We start from the default node-affinity.yaml PatchTransformer file generated by the create-cas-server.sh script and we make some changes as illustrated below.

 

rp_6_NewNodeAffinity-1024x767.png

 

As you can see in the screenshots, we removed the preferredDuringScheduling… nodeAffinity specification and modified the requiredDuringScheduling… one to associate the "casgpu" workload class. This change ensure that the  CAS pod(s) from our secondary CAS Server will always land on a node labeled with the "casgpu" workload class. We also get rid of the "Not In system" required affinity since it is now useless.

 

Adding tolerations matching the GPU node taints

 

Then, in the CASDeployment CRD of our secondary CAS Server, we need to add a toleration so the instantiated CAS pod(s) can be accepted on a Node with the workload.sas.com/class=casgpu:NoSchedule taint.

 

In addition, since Google has automatically tainted our GPU node pool nodes with nvidia.com/gpu=present:NoSchedule we also want to add a toleration for it.

 

Once again we use a PatchTransformer to do it :

 

rp_7_NewTolerations.png

 

With these two additional "tolerations" our CAS pod can run a on node with the following taints :

 

rp_8_GPUNodeTaints.png

 

Note : In theory, we should not have to explicitly add a toleration since adding a special nvidia.com/gpu resource request for the pod that needs to consume the GPU should be enough in GCP – according to the Google documentation. However, since we use the CAS auto-resource mode, the cas-probe could not be started without this additional toleration.

 

Add the Nvidia driver PATH and LIBRARY_PATH environment variables in the CASDeployment CR

 

While this step is not officially documented yet, it is required for our CAS pod to be able to utilize the GPU for the CAS processing.

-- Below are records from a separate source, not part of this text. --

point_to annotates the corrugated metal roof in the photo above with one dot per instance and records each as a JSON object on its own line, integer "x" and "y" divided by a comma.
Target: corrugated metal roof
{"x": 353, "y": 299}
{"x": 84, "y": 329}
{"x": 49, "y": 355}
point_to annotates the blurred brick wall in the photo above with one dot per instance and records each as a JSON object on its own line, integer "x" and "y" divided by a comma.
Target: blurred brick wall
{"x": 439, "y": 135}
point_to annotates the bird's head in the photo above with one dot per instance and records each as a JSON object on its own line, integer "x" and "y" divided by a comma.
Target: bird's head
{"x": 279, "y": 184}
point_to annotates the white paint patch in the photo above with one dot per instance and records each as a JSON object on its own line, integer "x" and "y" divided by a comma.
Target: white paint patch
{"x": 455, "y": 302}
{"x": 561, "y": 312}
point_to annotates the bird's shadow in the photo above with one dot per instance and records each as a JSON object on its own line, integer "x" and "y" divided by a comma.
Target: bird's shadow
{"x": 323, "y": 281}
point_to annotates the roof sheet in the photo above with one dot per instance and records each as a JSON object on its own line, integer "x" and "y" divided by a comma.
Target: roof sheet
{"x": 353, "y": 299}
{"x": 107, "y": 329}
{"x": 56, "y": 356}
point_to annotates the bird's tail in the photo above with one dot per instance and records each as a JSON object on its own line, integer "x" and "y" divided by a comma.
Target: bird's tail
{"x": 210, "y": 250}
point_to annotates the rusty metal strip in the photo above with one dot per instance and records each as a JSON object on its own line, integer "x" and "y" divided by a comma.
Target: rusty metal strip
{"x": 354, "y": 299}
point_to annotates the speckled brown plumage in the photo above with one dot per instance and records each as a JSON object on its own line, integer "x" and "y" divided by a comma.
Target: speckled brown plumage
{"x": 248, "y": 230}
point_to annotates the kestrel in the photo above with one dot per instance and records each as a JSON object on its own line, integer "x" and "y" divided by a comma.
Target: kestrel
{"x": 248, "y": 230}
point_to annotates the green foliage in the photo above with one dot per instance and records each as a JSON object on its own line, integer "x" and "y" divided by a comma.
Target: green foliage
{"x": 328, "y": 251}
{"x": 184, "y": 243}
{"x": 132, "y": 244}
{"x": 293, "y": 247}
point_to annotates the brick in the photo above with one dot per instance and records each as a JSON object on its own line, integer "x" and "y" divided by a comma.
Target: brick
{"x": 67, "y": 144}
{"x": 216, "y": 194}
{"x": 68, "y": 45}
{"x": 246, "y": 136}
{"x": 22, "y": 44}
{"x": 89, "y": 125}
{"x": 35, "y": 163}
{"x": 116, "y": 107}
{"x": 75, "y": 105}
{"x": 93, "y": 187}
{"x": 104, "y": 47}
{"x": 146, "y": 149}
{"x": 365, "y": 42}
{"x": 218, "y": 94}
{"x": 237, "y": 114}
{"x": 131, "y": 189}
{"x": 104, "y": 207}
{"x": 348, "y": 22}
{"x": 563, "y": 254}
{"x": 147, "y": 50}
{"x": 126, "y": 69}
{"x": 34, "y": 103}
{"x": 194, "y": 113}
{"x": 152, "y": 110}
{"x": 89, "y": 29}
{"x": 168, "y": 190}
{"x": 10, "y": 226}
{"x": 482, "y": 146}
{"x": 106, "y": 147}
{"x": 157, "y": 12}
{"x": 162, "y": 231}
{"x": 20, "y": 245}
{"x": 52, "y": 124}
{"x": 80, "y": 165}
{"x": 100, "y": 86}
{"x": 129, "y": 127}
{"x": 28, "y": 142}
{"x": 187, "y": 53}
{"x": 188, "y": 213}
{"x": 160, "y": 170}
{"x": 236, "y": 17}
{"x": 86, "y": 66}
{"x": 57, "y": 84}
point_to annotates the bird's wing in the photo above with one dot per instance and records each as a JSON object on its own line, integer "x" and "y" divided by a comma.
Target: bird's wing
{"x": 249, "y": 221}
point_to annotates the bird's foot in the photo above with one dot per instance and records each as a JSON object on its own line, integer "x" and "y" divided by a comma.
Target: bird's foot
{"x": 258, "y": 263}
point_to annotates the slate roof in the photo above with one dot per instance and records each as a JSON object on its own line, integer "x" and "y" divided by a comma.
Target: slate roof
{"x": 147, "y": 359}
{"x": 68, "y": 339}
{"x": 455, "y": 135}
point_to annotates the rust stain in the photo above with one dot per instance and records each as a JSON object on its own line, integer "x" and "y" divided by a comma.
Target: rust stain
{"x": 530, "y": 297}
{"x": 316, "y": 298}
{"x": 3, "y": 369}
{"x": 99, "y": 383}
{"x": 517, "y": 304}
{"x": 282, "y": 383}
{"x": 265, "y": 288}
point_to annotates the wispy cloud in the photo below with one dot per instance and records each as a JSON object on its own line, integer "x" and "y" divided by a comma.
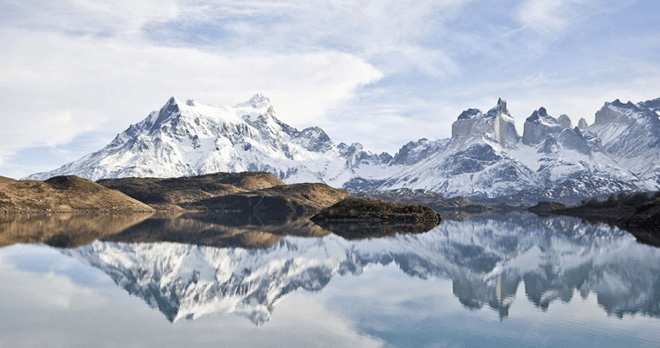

After applying all the previous documented configuration steps, I tested with a program using GPU processing in my Google Cloud environment and it failed with the following error :

 rp_8_5_CUDAError.png

 

After some troubleshooting and investigation, it appeared that, while the NVidia binaries and libraries were available inside the CAS pod on the GPU node, CAS was not able to find them inside the execution and library paths.

 

But in Kubernetes, you can “inject” environment variables inside the pod using the “env” container specification. It looks like this in the Pod definition :

 

rp_9_CASGPUEnvVars.png

 

So, you can write a simple PatchTransformer to modify the CAS pod template in the CASDeployment Custom Resources to set the PATH and LD_LIBRARY_PATH variables for the NVidia drivers and libraries.

 

It would look like this :

 

apiVersion: builtin
kind: PatchTransformer
metadata:
  name: add-path-and-ldlpath
patch: |-
  - op: add
    path: /spec/controllerTemplate/spec/containers/0/env/-
    value:
      name: PATH
      value: "/usr/local/sbin:/usr/local/bin:/usr/sbin:/usr/bin:/sbin:/bin:/usr/local/nvidia/bin"
  - op: add
    path: /spec/controllerTemplate/spec/containers/0/env/-
    value:
      name: LD_LIBRARY_PATH
      value: "/usr/local/nvidia/lib64"
target:
  group: viya.sas.com
  kind: CASDeployment
  name: shared-casgpu
  version: v1alpha1

 

Note that, depending on the Cloud platform and GPU accelerator type you might have to adjust the path used in this specific case.

 

Is it working ?

 

If our configuration worked, then after regenerating and reapplying the SASDeployment CRD in the cluster, we should see the CAS pod corresponding to our secondary CAS Server (cas-gpu) start and run on our GPU node, as below :

 

rp_10_CASGPUPodAllocation-1024x188.png

 

We can also check if the CAS auto-resources default configuration worked and set the resources request and limit appropriately.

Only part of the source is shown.